Teacher Diaries: Miss Alison – The Poem I Love

Written by William Butler Yeats who was the winner of the Nobel Prize in Literature in 1923, this poem evokes a sense of remorse from its readers while trying to make them reflect upon the grave topics of aging and love.

The first two stanzas depict how the woman the poet loved would feel when she becomes old and then she would recall how many people loved her because of her beauty. I like the way how listlessness is conveyed through the use of diction (words like ‘old’, ‘grey’ and ‘full of sleep’) and a detailed description of the scene. Everything seems so dull and disappointing, yet there is a twist in the last two lines of the second stanza: “But one man loved the pilgrim soul in you/ And loved the sorrows of your changing face.” This alleviates the blues of the readers by pointing out the crux that love is not based on the fondness of outer beauty but the attachment to a soul.

The third stanza is another twist that dealt a blow to me when I first read this poem. Notice the use of personification in the second line: “how Love fled”. How many relationships can end up with a happy ending? The last two lines illustrate a beautiful imagery that brings forward the repentance for not treasuring one’s love. I like how the fickle nature of love is portrayed together with the cruelty of aging in the poem.

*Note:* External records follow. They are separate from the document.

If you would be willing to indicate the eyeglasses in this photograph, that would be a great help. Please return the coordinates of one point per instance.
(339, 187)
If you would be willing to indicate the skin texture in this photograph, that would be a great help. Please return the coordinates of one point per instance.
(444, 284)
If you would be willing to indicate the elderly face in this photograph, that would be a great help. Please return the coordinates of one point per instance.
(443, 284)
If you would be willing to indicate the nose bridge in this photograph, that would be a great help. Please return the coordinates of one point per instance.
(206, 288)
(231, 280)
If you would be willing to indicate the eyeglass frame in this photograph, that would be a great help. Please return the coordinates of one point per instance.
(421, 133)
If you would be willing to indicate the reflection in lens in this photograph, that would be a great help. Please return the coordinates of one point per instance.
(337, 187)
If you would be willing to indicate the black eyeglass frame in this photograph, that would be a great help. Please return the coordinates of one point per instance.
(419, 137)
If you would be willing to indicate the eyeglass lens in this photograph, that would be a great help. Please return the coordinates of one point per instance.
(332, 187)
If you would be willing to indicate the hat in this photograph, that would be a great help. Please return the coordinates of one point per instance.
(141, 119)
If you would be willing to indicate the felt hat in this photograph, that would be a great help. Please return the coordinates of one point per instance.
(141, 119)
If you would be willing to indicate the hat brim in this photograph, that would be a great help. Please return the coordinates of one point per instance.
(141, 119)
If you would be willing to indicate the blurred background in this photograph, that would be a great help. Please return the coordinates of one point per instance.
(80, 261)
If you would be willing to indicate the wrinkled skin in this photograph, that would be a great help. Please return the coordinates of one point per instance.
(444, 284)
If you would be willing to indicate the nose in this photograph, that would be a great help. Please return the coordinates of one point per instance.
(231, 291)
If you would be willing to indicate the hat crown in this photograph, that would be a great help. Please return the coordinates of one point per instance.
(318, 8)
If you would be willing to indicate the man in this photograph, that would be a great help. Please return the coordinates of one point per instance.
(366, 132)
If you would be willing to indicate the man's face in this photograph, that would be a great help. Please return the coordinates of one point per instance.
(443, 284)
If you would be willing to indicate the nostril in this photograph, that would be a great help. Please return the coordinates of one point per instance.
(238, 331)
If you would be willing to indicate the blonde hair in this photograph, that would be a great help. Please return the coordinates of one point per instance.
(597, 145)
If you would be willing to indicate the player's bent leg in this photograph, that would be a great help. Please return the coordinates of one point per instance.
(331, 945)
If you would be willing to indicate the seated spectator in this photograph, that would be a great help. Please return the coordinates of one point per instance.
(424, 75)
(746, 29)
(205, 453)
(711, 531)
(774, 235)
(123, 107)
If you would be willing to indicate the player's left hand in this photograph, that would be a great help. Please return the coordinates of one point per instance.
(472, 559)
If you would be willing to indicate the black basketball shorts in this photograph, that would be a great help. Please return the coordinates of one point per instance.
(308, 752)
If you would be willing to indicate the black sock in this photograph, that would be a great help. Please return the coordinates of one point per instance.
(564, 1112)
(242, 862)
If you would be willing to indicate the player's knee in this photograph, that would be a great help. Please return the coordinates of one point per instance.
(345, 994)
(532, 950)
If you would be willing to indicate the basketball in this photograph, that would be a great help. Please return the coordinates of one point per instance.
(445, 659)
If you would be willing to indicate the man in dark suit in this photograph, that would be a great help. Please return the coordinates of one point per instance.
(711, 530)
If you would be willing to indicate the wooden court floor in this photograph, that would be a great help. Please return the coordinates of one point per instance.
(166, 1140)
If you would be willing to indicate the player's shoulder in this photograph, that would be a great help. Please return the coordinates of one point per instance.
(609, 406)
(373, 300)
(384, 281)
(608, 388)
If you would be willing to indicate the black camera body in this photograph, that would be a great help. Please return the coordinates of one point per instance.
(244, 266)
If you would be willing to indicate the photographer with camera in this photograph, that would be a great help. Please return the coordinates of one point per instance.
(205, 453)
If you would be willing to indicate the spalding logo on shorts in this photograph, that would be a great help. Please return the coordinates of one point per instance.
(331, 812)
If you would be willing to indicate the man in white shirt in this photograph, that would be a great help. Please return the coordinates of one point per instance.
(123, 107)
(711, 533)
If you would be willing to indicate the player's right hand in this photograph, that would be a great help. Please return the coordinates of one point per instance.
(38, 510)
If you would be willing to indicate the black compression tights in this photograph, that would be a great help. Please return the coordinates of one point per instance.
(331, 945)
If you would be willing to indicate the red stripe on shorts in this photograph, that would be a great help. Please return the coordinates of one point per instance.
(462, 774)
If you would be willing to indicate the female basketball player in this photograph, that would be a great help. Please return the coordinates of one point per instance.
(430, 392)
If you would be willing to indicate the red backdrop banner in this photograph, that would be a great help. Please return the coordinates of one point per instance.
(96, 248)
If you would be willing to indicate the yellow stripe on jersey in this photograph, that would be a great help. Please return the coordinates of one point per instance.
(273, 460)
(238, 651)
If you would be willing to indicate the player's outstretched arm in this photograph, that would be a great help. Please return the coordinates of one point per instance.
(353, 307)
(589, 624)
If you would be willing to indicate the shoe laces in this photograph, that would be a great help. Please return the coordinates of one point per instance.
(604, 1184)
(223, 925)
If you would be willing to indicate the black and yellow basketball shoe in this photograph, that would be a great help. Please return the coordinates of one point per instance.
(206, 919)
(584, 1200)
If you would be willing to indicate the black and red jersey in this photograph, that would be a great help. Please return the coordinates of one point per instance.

I am sure that you will gain some insight after reading it.

When You Are Old
by William Butler Yeats

When you are old and grey and full of sleep,
And nodding by the fire, take down this book,
And slowly read, and dream of the soft look
Your eyes had once, and of their shadows deep;

How many loved your moments of glad grace,
And loved your beauty with love false or true,
But one man loved the pilgrim soul in you,
And loved the sorrows of your changing face;

And bending down beside the glowing bars,
Murmur, a little sadly, how Love fled
And paced upon the mountains overhead
And hid his face amid a crowd of stars.